The Slovenia Times

Key to Success: Public, Private Sector Should Not be "Enemies"



Reorganising Public Sector was the "again" the key topic. But how, when, how we will do it? This was the challenge for Boris Koprivnikar, Minister of Public Administration of the Republic of Slovenia,Tomaž Lanišek, MBA, General Manager OEM Europe & CIS, Knauf Insulation Slovenija and mag. Branko Žibret, MBA, Managing Partner for Eastern Europe, A.T. Kearney, an analytical and practical view on how to create a more efficient public administration.

But the key message definitely came from Jaka Repanšek, chair of the AmCham Intellectual Property Committee, who highlighted the achievements of our athletes. By wearing a ski-jumping hat on Shrove Tuesday (people traditionally dress up and join a carnival on that day in Slovenia) he paid tribute to Peter Prevc, who flew over a quarter of a kilometer on Saturday. As an interesting fact, Repanšek added that Peter Prevc is a member of the Slovenian police force and as such, a public servant. He further added: "A public administration official, Tina Maze, won two gold and one silver medal at the World Ski Championship. A nation with only two million inhabitants has super-powers in several sporting disciplines. This allows us to think about what we can achieve in other areas. These sportsmen can teach us that success, individual or societal, in a competitive environment, is dependent on our responsiveness and flexibility."

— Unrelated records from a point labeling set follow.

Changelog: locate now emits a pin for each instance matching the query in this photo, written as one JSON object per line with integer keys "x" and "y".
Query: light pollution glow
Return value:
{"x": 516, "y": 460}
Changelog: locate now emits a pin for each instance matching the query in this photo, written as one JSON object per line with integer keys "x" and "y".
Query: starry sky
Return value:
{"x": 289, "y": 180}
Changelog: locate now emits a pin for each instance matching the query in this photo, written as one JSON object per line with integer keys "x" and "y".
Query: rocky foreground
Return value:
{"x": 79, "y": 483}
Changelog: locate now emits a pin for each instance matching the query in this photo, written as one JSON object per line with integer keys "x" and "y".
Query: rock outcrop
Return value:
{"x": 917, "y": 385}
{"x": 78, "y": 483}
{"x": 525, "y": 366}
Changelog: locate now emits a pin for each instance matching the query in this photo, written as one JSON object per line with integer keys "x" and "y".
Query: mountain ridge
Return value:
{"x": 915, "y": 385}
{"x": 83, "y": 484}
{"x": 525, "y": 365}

Repanšek further pointed out the importance of bridging the divides between US and YOU. "By that, I am talking about the divisions between us - the business sector, and them - the public sector, and vice versa. Such splits are extremely counter-productive for the nation with a number of inhabitants, which equals that of a major European city." 

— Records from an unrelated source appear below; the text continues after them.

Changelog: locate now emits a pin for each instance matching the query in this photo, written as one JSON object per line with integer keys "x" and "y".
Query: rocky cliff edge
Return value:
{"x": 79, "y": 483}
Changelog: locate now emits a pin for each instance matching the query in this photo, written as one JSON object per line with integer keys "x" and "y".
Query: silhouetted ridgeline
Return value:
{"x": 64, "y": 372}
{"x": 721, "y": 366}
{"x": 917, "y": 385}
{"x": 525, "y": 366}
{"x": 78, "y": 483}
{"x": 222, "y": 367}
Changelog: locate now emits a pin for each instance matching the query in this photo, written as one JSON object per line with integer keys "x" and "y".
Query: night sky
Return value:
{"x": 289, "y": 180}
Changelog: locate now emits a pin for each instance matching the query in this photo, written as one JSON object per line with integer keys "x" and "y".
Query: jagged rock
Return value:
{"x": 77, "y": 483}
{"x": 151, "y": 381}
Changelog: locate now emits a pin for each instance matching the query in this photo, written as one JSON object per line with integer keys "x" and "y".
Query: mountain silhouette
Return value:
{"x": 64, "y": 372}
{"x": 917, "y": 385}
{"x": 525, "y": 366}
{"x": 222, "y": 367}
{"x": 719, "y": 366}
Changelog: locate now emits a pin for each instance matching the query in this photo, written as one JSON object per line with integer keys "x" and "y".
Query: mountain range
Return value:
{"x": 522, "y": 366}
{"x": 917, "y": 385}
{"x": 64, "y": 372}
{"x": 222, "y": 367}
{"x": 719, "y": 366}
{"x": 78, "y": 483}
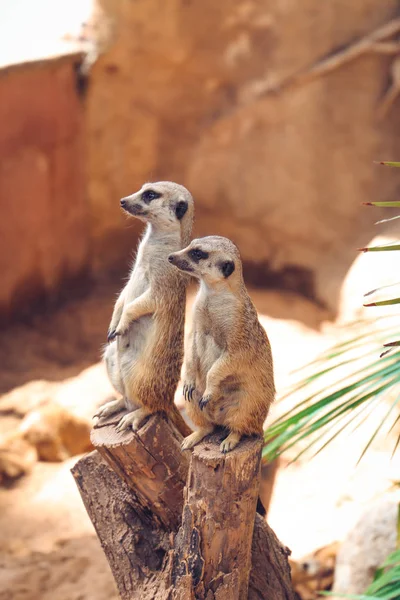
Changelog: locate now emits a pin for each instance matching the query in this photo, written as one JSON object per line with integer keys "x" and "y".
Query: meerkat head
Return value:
{"x": 164, "y": 204}
{"x": 214, "y": 259}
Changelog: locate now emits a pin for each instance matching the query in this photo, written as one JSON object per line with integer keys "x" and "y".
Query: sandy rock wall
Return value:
{"x": 220, "y": 97}
{"x": 44, "y": 225}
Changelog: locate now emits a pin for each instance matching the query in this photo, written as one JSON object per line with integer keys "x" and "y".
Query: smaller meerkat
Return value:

Minister Koprivnikar agreed that the state should be run as a company, but he also said that running the state was a much more complex job: "When you run the state you have the public opinion, trade unions, civil society...".

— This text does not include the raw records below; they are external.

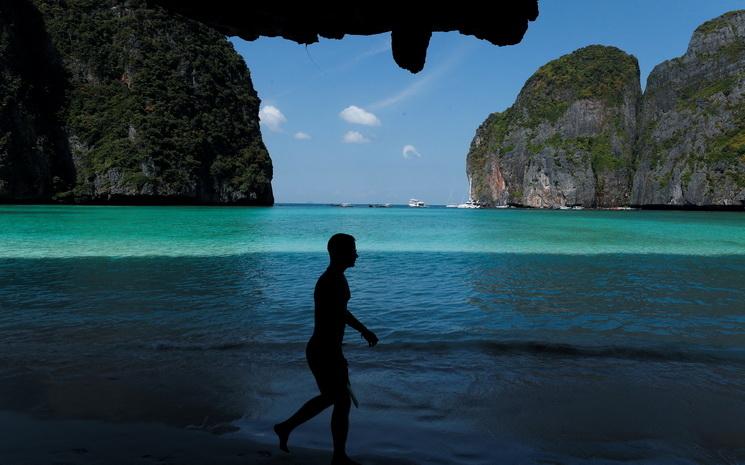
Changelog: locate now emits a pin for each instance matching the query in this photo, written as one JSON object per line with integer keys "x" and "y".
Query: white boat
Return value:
{"x": 470, "y": 203}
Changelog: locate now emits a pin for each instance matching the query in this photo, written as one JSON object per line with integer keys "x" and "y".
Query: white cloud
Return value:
{"x": 354, "y": 137}
{"x": 272, "y": 118}
{"x": 356, "y": 115}
{"x": 410, "y": 151}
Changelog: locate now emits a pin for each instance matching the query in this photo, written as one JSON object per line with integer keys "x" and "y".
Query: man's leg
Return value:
{"x": 309, "y": 410}
{"x": 340, "y": 427}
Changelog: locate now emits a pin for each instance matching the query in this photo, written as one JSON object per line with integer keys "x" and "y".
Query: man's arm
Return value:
{"x": 369, "y": 336}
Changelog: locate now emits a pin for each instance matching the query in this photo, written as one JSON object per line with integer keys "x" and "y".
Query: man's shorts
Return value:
{"x": 329, "y": 367}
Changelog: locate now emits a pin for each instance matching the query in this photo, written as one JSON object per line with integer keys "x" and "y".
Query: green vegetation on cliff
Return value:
{"x": 156, "y": 108}
{"x": 595, "y": 72}
{"x": 573, "y": 123}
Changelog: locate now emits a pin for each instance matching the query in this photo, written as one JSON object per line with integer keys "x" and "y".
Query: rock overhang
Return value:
{"x": 411, "y": 25}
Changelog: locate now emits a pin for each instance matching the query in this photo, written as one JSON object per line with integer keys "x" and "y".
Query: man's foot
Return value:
{"x": 283, "y": 435}
{"x": 343, "y": 460}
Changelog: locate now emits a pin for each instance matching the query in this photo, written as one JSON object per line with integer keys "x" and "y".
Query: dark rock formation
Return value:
{"x": 692, "y": 127}
{"x": 154, "y": 109}
{"x": 567, "y": 140}
{"x": 411, "y": 26}
{"x": 34, "y": 160}
{"x": 578, "y": 133}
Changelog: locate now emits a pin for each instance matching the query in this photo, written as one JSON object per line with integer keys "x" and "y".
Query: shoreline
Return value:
{"x": 37, "y": 440}
{"x": 184, "y": 203}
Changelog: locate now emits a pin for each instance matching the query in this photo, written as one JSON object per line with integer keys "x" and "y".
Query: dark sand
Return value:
{"x": 28, "y": 440}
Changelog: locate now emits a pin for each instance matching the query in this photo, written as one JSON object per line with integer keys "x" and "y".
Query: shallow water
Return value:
{"x": 506, "y": 335}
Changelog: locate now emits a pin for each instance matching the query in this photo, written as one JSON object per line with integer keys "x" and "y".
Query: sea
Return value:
{"x": 506, "y": 336}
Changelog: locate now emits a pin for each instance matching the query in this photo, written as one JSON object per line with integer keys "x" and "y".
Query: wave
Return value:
{"x": 565, "y": 350}
{"x": 496, "y": 348}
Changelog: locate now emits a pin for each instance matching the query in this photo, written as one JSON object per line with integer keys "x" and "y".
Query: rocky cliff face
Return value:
{"x": 567, "y": 140}
{"x": 578, "y": 133}
{"x": 153, "y": 109}
{"x": 692, "y": 126}
{"x": 34, "y": 160}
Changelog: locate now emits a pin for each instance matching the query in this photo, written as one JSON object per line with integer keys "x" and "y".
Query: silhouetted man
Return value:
{"x": 324, "y": 354}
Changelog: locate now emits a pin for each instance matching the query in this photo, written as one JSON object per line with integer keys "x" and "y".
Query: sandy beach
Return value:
{"x": 29, "y": 440}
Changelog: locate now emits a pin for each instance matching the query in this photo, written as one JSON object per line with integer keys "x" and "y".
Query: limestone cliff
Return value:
{"x": 567, "y": 140}
{"x": 580, "y": 134}
{"x": 692, "y": 126}
{"x": 153, "y": 109}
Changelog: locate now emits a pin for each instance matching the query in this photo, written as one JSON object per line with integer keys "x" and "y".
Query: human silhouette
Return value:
{"x": 324, "y": 353}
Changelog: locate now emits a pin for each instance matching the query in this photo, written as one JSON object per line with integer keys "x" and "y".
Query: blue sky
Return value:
{"x": 343, "y": 123}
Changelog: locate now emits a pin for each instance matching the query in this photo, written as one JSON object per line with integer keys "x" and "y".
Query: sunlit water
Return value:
{"x": 507, "y": 336}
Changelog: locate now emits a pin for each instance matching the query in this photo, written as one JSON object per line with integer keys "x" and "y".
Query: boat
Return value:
{"x": 416, "y": 203}
{"x": 470, "y": 203}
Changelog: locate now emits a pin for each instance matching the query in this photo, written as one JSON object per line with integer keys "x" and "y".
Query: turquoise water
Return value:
{"x": 507, "y": 336}
{"x": 110, "y": 231}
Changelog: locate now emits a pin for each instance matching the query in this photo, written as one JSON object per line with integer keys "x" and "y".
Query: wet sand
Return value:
{"x": 29, "y": 440}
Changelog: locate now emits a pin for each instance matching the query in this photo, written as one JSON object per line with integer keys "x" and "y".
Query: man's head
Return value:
{"x": 342, "y": 250}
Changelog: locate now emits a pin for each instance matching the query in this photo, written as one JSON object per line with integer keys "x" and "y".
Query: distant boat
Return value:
{"x": 470, "y": 203}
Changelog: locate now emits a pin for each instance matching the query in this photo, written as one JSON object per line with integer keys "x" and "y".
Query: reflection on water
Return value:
{"x": 508, "y": 337}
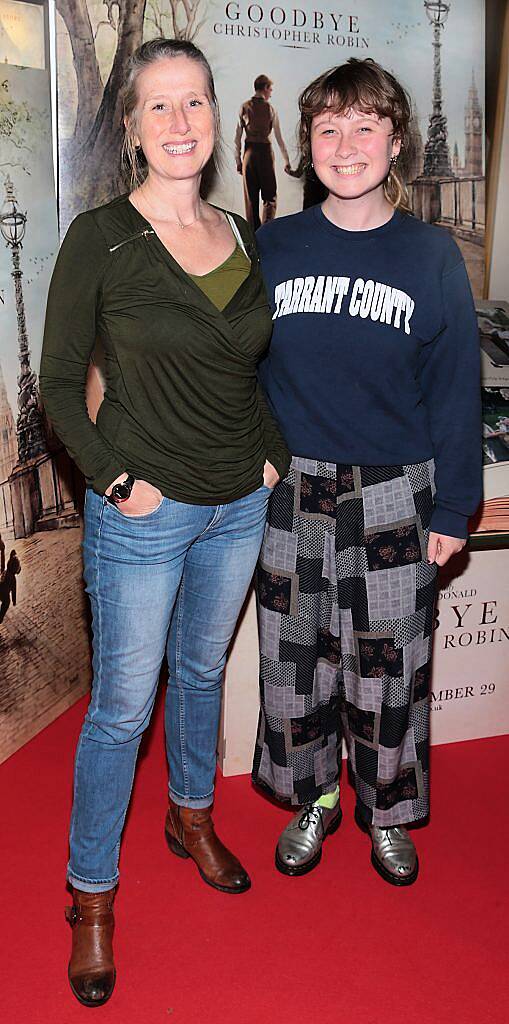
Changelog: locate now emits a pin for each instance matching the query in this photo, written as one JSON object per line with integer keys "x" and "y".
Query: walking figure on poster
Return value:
{"x": 8, "y": 584}
{"x": 257, "y": 119}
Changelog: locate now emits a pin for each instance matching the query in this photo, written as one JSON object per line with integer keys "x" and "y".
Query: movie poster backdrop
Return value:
{"x": 43, "y": 637}
{"x": 44, "y": 651}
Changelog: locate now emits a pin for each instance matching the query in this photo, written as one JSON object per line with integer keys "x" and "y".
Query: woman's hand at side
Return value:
{"x": 144, "y": 498}
{"x": 440, "y": 548}
{"x": 270, "y": 475}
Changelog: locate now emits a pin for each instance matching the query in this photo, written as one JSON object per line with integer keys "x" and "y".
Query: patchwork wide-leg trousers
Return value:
{"x": 345, "y": 603}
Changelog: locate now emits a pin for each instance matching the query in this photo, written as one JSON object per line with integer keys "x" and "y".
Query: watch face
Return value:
{"x": 121, "y": 492}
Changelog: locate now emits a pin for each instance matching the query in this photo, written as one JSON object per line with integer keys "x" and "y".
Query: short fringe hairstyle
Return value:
{"x": 366, "y": 86}
{"x": 133, "y": 162}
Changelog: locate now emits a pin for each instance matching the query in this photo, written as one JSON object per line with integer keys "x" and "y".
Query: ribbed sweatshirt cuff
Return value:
{"x": 450, "y": 523}
{"x": 281, "y": 461}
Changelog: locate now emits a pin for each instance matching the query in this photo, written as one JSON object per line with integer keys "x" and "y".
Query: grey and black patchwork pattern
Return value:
{"x": 345, "y": 601}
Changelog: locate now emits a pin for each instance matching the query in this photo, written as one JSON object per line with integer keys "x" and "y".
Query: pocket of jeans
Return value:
{"x": 142, "y": 515}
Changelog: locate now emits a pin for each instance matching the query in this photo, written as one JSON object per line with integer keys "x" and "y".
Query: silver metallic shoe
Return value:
{"x": 299, "y": 848}
{"x": 393, "y": 854}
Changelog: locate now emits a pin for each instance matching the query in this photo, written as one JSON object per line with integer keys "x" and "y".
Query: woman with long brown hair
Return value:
{"x": 373, "y": 375}
{"x": 179, "y": 466}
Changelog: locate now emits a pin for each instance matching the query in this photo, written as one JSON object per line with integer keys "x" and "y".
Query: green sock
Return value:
{"x": 329, "y": 799}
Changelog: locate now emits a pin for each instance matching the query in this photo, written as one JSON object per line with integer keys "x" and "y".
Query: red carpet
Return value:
{"x": 338, "y": 946}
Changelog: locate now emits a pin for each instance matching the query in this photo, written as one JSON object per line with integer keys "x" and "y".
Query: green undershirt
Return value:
{"x": 221, "y": 284}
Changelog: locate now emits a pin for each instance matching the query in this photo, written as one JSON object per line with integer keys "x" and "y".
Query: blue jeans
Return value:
{"x": 172, "y": 581}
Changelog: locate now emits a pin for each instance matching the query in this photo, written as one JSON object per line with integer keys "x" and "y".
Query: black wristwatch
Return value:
{"x": 121, "y": 492}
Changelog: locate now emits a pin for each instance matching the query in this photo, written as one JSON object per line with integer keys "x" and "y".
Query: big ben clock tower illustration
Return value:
{"x": 473, "y": 132}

The debate, which called for effective public administration as a condition for a successful economy, also heard Branko Žibret of AT Kearney, who compared the public and the real sectors, saying that their goal was the same; while the company served its clients the state served the citizens.

Žibret disagreed with the view that the state did not have competition, arguing that competition between countries was strong and that lagging behind could be measured in brain drain.

The minister said he would like to peg earnings of public employees to performance, but that measures for the assessment of their work and clear goals should be set up first and that the employees should be motivated to attain goals.

Meanwhile, Žibret acknowledged that the situation in the public sector was improving, which was echoed by the boss of Knauf Insulation Tomaž Lanišek, who said he had a positive experience with regard to one of the company's investments.

But Lanišek also complained of rigid and impractical rules and laws that he said public employees cannot bypass even when being cooperative.

Koprivnikar agreed that the rules needed changing, but also said that changing legislation or rules took a lot of time, while "panic fear" of changes blocked development.

While high taxes are often cited as one of Slovenia's problems, Lanišek said they were not the biggest obstacle for businesses. He said that more vital concern for foreign as well as domestic companies was the infrastructure and a predictable environment.

Žibret's main complaint against the public sector is inadequate management, with Koprivnikar agreeing that it focused too much on processes instead of goals. He said that Slovenians were very good at writing strategies but less good in implementing them.